Un média officiel publie les résultats d’une enquête sur la rupture sociale

Écrit par Matthew Robertson, Epoch Times
24.09.2014
  • Le 16 octobre 2011, une petite fille de 2 ans surnommée Yue Yue est admise à l’hôpital de Guangzhou après avoir été écrasée par deux véhicules, puis ignoré par 18 passants. L’incident a déclenché une vague de questionnements sur les causes de la rupture morale en Chine, qui a fait l’objet d’une récente enquête officielle. (STR/AFP/Getty Images)

Les critiques trouveront confirmation de leurs déclarations les plus dures envers le régime chinois dans un récent sondage effectué par la Tribune du Peuple… un média fidèle au Parti communiste lui-même.

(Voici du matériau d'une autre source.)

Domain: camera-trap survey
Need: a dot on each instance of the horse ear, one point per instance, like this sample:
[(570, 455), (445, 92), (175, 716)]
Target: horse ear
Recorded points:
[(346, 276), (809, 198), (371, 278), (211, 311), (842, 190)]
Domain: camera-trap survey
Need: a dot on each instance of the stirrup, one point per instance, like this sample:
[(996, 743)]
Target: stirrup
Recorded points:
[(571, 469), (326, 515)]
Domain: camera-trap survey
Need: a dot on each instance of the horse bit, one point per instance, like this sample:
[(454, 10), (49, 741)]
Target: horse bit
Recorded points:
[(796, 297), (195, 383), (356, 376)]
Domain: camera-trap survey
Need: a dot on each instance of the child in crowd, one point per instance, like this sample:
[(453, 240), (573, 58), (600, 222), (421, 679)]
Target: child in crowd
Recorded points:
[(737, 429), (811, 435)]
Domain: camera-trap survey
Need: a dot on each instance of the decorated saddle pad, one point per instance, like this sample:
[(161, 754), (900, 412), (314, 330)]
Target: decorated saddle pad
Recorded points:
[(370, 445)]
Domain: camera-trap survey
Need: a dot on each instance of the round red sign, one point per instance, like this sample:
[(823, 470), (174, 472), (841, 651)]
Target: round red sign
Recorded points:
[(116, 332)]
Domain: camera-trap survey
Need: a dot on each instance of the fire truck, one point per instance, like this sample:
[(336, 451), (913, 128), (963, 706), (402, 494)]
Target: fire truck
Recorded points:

Cette enquête décrit en détails le manque de confiance et de foi dans la société chinoise, ainsi que les divers «états mentaux anormaux» dont souffrent les Chinois.

Le plus surprenant de tous ces états étudiés est sans doute la «haine de soi»,  décrite comme la mentalité de ceux qui «attaquent le Parti communiste et haïssent le système politique, qu’ils attaquent autant qu’ils en profitent».

Pour le grand public, plus susceptible d’être soumis au pouvoir arbitraire que de bénéficier de privilèges, une douzaine d’autres pathologies ont été  répertoriées. Il s’agit notamment du «culte de l’hédonisme», la «mentalité du spectateur», la «méfiance enracinée», la «mentalité de l’autruche», la «phobie de penser», la «dépendance à l’Internet», l’«étalage des richesses», et beaucoup d’autres pathologies.

Les personnes interrogées ont été invitées à évaluer quels problèmes les perturbait le plus. La «mentalité du spectateur», en d’autres termes la propension qu’ont les Chinois à simplement observer les autres qui rencontrent des problèmes au lieu de les aider, a dominé avec 48,7 %.

L’«anxiété sociale», l’inquiétude envers son futur bien-être, a obtenu 44,5 % de réponses. Plus de 36 % des gens préfèrent les sujets scandaleux aux belles choses, ce qui est désigné comme «mentalité d’apprécier la laideur».

Le manque de foi

Mais parmi les problèmes les plus répandus, le «manque de foi» a été identifié par 55,3 % des personnes interrogées comme le plus important.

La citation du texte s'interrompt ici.